2009年前後に超円高になっています。この時に豪ドル/円を買っていれば、2015年4月末のレートで評価損益を出すと、大きなプラスになります。逆に、2007年~2008年の高値で豪ドル/円を買った場合は、評価損を計上しています。

この評価損益の状況を示したのが、2つ上のグラフです。円高の時にスワップ派を始めた場合、大きな含み益を得られました。しかし、円安の時に始めると、含み損を計上してしまいます。

スワップ派の開始時期【FXの買い時】は、円高のときのほうが良い。

スワップ益と評価損益の合計

さて、スワップポイントと含み損益について確認しました。この二つを合計した数字が、正確な損益ということになります。下のグラフで確認しましょう。

audjpy-sum-swap-profit-loss-2006-2015

2007年~2008年の円安の時にスワップ派を始めた場合、評価損益が大幅マイナスでした。しかし、それを上回るスワップポイントを獲得しているため、合計でプラスの成績を収めています。

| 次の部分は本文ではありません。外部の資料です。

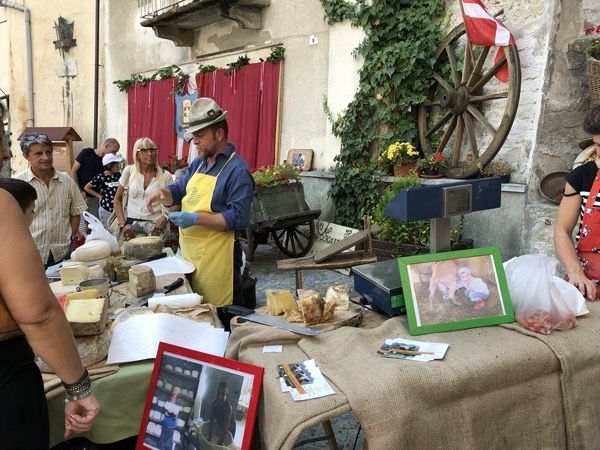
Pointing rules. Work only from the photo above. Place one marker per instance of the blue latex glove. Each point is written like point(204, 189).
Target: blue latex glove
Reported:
point(183, 219)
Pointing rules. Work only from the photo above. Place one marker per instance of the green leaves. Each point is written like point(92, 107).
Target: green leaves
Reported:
point(398, 52)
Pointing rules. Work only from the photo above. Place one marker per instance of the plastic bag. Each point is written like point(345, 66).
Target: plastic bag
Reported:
point(99, 233)
point(538, 302)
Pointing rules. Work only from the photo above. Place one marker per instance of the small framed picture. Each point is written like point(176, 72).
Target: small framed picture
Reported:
point(197, 400)
point(455, 290)
point(301, 158)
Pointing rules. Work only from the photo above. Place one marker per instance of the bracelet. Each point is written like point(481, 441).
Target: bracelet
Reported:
point(82, 388)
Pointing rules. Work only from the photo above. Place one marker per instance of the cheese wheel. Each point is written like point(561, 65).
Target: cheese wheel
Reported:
point(279, 301)
point(143, 247)
point(91, 251)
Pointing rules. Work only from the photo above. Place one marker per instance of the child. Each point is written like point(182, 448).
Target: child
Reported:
point(476, 289)
point(104, 186)
point(24, 193)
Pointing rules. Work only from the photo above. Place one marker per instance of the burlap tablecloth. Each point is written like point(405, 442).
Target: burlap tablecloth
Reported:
point(498, 387)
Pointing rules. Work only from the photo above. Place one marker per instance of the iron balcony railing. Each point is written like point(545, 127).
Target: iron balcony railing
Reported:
point(152, 8)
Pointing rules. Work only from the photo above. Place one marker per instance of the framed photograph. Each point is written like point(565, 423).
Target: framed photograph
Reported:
point(199, 401)
point(301, 158)
point(455, 290)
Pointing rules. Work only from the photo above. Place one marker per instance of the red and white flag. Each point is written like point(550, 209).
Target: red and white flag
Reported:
point(483, 29)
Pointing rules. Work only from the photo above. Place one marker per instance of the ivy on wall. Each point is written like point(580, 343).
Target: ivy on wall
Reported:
point(401, 38)
point(277, 54)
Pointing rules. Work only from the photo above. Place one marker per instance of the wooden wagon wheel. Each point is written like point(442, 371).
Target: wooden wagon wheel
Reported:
point(295, 240)
point(468, 113)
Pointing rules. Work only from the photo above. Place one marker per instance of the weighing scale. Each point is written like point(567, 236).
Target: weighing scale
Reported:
point(379, 283)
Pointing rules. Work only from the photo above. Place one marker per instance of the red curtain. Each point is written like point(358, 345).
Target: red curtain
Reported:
point(151, 113)
point(249, 96)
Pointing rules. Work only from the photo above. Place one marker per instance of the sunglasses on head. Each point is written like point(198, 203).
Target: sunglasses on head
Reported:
point(35, 137)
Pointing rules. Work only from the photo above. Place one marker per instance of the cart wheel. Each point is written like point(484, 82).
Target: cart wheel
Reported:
point(468, 113)
point(296, 240)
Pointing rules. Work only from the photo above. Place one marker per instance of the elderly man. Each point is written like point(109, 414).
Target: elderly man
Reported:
point(215, 194)
point(88, 164)
point(59, 203)
point(31, 318)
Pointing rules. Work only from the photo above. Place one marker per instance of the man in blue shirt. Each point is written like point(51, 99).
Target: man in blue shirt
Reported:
point(215, 195)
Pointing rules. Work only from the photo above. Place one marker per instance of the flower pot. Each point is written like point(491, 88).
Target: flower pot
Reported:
point(402, 170)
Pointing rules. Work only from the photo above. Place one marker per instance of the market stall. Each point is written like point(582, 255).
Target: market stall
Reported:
point(497, 387)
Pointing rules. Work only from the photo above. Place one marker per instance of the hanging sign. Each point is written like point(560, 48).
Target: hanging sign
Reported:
point(184, 104)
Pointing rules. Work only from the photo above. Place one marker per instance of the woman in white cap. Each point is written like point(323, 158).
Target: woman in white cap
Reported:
point(104, 185)
point(139, 180)
point(215, 195)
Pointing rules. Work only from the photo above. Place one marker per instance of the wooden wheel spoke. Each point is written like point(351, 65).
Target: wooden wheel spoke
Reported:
point(471, 135)
point(479, 116)
point(440, 124)
point(453, 67)
point(441, 80)
point(458, 142)
point(467, 62)
point(447, 134)
point(478, 65)
point(487, 97)
point(488, 76)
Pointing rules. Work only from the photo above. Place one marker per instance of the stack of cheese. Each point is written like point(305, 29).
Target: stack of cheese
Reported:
point(310, 309)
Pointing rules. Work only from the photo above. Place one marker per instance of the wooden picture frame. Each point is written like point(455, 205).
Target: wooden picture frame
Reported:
point(446, 291)
point(188, 389)
point(300, 157)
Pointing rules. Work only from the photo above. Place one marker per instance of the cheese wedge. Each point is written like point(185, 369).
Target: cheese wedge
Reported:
point(73, 274)
point(279, 301)
point(88, 293)
point(85, 310)
point(340, 294)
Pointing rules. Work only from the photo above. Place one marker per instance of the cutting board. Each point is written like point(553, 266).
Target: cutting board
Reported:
point(350, 318)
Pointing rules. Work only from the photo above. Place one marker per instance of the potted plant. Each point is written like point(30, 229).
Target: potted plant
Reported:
point(402, 156)
point(430, 165)
point(499, 168)
point(407, 238)
point(593, 69)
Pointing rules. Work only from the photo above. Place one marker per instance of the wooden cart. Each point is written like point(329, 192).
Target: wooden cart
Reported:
point(282, 212)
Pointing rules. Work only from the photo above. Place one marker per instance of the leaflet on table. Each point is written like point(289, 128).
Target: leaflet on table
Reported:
point(303, 380)
point(401, 348)
point(137, 338)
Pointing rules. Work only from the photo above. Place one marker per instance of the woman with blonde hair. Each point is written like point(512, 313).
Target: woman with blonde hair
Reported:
point(136, 183)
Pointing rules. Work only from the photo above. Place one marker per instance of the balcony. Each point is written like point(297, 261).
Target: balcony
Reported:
point(177, 20)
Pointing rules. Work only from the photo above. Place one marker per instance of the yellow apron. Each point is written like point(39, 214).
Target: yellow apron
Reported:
point(210, 251)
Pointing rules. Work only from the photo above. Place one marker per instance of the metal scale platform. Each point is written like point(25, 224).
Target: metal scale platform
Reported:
point(379, 283)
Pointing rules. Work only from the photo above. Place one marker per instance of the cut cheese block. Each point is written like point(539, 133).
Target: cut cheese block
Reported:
point(74, 274)
point(341, 294)
point(92, 350)
point(279, 301)
point(91, 251)
point(312, 309)
point(141, 281)
point(87, 316)
point(88, 293)
point(143, 247)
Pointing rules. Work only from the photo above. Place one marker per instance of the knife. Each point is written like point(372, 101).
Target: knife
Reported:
point(165, 290)
point(250, 314)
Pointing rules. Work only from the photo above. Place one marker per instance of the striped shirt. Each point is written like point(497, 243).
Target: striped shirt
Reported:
point(56, 203)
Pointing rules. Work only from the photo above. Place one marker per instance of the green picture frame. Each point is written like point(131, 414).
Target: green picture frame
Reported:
point(447, 291)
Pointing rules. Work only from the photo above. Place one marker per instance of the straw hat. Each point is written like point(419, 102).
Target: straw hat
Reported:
point(203, 113)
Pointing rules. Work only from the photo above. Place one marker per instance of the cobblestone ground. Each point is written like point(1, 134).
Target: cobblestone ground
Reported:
point(264, 269)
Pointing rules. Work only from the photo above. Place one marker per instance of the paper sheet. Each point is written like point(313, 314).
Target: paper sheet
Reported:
point(137, 338)
point(170, 264)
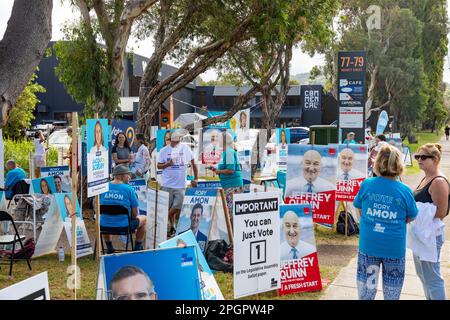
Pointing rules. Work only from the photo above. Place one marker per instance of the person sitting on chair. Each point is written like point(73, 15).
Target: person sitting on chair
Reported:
point(14, 175)
point(120, 193)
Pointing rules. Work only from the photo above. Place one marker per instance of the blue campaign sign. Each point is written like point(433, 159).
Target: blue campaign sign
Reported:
point(44, 185)
point(382, 122)
point(209, 185)
point(208, 285)
point(165, 274)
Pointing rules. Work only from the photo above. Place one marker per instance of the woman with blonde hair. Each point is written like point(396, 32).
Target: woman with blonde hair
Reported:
point(435, 189)
point(386, 206)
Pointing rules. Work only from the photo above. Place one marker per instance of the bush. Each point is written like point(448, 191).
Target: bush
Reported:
point(19, 151)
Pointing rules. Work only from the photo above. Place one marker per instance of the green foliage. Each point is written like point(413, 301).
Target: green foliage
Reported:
point(19, 151)
point(22, 113)
point(84, 69)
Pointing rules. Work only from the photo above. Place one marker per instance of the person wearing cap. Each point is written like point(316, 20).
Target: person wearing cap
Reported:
point(350, 138)
point(173, 160)
point(141, 162)
point(120, 193)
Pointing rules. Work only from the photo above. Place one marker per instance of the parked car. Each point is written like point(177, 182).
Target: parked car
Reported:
point(60, 139)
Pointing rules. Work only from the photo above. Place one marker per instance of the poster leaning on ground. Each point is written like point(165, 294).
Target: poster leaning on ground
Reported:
point(97, 132)
point(311, 179)
point(33, 288)
point(298, 253)
point(256, 264)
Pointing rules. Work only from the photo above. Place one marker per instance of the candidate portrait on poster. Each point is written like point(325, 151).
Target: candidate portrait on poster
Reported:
point(295, 235)
point(164, 274)
point(242, 119)
point(352, 164)
point(310, 170)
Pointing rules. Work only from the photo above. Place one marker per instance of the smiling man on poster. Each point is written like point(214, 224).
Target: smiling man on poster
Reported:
point(293, 248)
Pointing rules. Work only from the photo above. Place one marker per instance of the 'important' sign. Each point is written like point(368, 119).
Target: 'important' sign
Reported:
point(257, 243)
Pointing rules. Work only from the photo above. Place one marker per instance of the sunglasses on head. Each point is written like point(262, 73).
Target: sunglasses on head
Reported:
point(422, 157)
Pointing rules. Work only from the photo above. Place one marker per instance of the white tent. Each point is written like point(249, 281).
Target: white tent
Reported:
point(185, 119)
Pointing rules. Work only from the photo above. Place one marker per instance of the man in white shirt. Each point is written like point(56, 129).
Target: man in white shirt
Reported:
point(293, 248)
point(173, 160)
point(39, 153)
point(141, 159)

一方、2013年や2014年の一部で、合計でマイナスになっていることが分かります。これは、スワップポイントの蓄積が不十分なため、評価損益が損益合計に大きな影響を与えているからだと考えられます。

以上のことから、下のことが言えるでしょう。

1.スワップ派の開始時期【FXの買い時】は、1日でも早いほうが良い。
2.スワップ派の開始時期【FXの買い時】は、円高のときのほうが良い。
3.上の二つに優先順位をつけるなら、1.の方が重要である。

期間を変えて、FXの買い時を考察

もう一つ確認しましょう。2006年1月~2009年1月まで上と同じように取引して、2009年1月末のレートで損益を評価します。スワップポイント累積額は以下の通りです。

audjpy-cumulative-swap-2006-2009

2009年1月末日のレートで計算した評価損益は以下の通りです。

audjpy-swap-profit-loss-2006-2009

スワップポイント累積額と評価損益の合計は以下の通りです。

audjpy-sum-swap-profit-loss-2006-2009

どの月にスワップ派を始めたとしても、ひどい損失を計上していることが分かります。

すなわち、評価損があまりに大きいと、スワップポイントの利益は簡単に吹き飛んでしまうことが良く分かります。しかし同時に、十分に長い期間スワップ派を継続してスワップポイント益を積み上げれば、評価損が大きくても十分にカバーすることが可能です。

買い時のまとめ

スワップ派としての運用期間が短い場合、損益は為替レートの動きに大きく左右されます。よって、スワップポイントの額が十分になるまでは、一時的な含み損を覚悟する必要があります。

その時期を超えてスワップポイントをどんどん蓄積すれば、評価損になっても、合計でプラスになると期待できます。

スワップ派を始めてから十分な期間を経ていないと、評価損のほうが大きくなることがある。しかし、毎日のスワップポイントがプラスならば、そのまま維持する。

ただし、損切りする為替レートをあらかじめ決めている場合は、そこで損切りするのも選択肢になります。